Unlike many Facebook live streams, however this was no low-budget webcam-and-computer-microphone production.

“We had three cameras, two people running a TriCaster, one person that was managing the guests, one person selecting the winners and sharing with the host, plus the host, plus we had three people who were reading comments and making sure people were engaging,” said Ducs. “I think there were 11 of us in total making it happen, working on lighting, making sure the mics on the people that were being interviewed were working; it was a lot happening really fast.”

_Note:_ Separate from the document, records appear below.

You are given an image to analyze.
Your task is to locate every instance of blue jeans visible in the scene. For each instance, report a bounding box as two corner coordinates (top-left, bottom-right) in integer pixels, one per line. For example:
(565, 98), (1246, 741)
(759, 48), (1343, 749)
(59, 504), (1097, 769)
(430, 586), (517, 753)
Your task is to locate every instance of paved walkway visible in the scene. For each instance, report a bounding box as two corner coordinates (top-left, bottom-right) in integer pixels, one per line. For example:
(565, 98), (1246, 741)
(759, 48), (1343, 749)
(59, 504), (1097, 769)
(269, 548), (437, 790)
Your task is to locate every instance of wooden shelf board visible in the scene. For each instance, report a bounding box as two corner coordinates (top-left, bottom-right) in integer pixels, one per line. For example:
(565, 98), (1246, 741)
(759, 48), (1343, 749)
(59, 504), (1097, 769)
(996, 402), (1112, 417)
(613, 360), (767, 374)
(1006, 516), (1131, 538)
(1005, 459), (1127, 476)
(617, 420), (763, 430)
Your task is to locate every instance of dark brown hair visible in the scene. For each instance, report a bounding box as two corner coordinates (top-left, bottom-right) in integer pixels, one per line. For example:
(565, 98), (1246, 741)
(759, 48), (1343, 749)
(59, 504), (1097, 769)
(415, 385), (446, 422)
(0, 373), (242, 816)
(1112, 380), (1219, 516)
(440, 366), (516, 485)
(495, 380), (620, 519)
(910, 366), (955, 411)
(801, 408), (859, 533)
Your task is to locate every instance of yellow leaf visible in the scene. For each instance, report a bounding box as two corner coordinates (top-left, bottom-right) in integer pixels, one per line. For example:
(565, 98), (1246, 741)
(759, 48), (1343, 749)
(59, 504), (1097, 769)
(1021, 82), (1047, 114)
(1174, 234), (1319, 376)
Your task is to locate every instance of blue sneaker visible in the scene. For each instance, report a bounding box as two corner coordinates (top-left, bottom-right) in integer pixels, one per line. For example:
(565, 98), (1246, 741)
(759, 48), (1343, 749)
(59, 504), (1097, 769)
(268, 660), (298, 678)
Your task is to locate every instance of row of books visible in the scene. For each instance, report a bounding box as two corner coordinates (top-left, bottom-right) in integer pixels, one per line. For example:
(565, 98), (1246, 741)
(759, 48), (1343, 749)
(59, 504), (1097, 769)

Though one guest had to cancel last minute the rest of the production ran smoothly, with nearly 20,000 viewers tuning into the live stream — approximately equivalent to the entire population of the region. From start to finish, viewers left over 900 comments, on Facebook and the live stream platform on their site, showing an engagement rate that the DMO considers a great success.

Repurposing the content of their 45-minute live stream to go further

Though the production was no easy feat, Ducs says that stream successfully drummed up interest for the region, and will continue to pay dividends into the future.

“We’re going to push it out through some YouTube ads, so we’re going to continue using it, and we can also push out those mini user-generated seasonal clips that are in there,” she said, adding that UGC clips will also be shared with partners that want to showcase the area. 

“It was a lot of work, but worth it in the end. It was something new, and we need to keep reinventing ourselves in the DMO world.”

 

Using CrowdRiff opened doors to execute out-of-the-box marketing campaigns like Finding Awesome Live

“I have to give a thank you to CrowdRiff for making the tool accessible to mini DMOs like ours,” said Ducs. “We’re a population of approximately 20,000 people across the region. We wouldn’t have done it—we couldn’t have collected all of this content from people—without the tools CrowdRiff provided us.”

Ducs adds that she views the Finding Awesome live stream as a culmination of one full year as a CrowdRiff customer, having produced the event to showcase four seasons worth of social media contest submissions.

While the exact format is still being tinkered with Ducs says she’s going to continue showcasing user-generated content in some sort of live format in the years to come.

 

“We’re still talking about what ‘live’ is going to look like for us in the future, but we’ll definitely keep doing stuff like this, just not to this extreme,” she said. “We set the bar pretty high on our very first try.”